This is part of a series of extended profiles of the 2014 Separately Managed Account Managers of the Year. Briefer profiles and an overview of the 10th annual SMA Managers of the Year can be found in Investment Advisor's July 2014 cover story. Additional reporting and video interviews of the winning managers can be found on our 2014 SMA Managers of the Year home page.
Mequon, Wisc.-based Reinhart Partners is a 100% employee-owned firm in which a small team, selected with great care through the years, works closely together to leverage the best of their experience, expertise and skills in order to deliver their clients top-class returns, particularly in volatile markets.
In today's more stable market environment, "our numbers may not look that special," said Brent Jesko, lead portfolio manager of Reinhart's Mid-Cap Private Market Value Equity Strategy, which has $950 million in the portfolio. However, "investors have continued to choose us because we have been able to navigate the bear markets and we do very well in volatile environments."
That was clearly the case back in 2008.
When all major indexes were down by 30% or 40%, Reinhart's portfolio was down by just 26%. And in the last seven years, the Mid-Cap Private Market Value Equity strategy has posted annualized total returns of 9.92% compared to 6.85% for the Russell Mid-Cap Value Index.
Jesko—who manages the Mid-Cap Private Market Value Equity strategy with Matthew Martinek—credits Reinhart's success in the mid-cap space to its core investment strategy: assessing the intrinsic value of a company by determining how much an acquirer would be willing to pay for it in a private buyout.
Figuring out private market value (PMV), as Jesko terms the approach, anchors a disciplined investment process that gets to the heart of a company's value. The "beauty of it," he said, "is that we can customize to any industry, so we're very well diversified across the mid-cap space."
Jesko and his team derive a company's PMV by first crunching actual M&A takeover valuation multiples over the past three to five years to get a sense of how private buyers value companies in different industries. They use different metrics for different industries—"in banking, for example, we look at book value, whereas in manufacturing, our focus is cash flow," Jesko said. "Every industry is different, and the key is to look at what drives those differences and what private buyers paid for them, so that we can create our own customized comparisons."
This detailed M&A analysis then allows Reinhart to focus on stocks that are priced well below PMV and thus embed low expectations. However, the firm doesn't stop at price, and its due diligence drills deep into looking for those companies that are a quality franchise and have strong attributes and competitive advantages that will, over time, generate superior returns on capital and increase shareholder value.

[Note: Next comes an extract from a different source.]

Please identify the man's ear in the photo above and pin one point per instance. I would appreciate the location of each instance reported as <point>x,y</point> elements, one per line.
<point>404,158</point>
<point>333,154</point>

This reduces the possibility of falling into "value traps," Jesko said, and enables Reinhart to pick out companies with upward-sloping PMV lines. Quality is crucial, he said, and only those companies of a high enough caliber are worth purchasing at the appropriate time and valuation levels.
Finally, the team buys companies that are priced at a 30% discount to their PMV and they sell when a particular company reaches its PMV. Along the way, the gap between price and PMV guides decisions to either trim or add to existing holdings.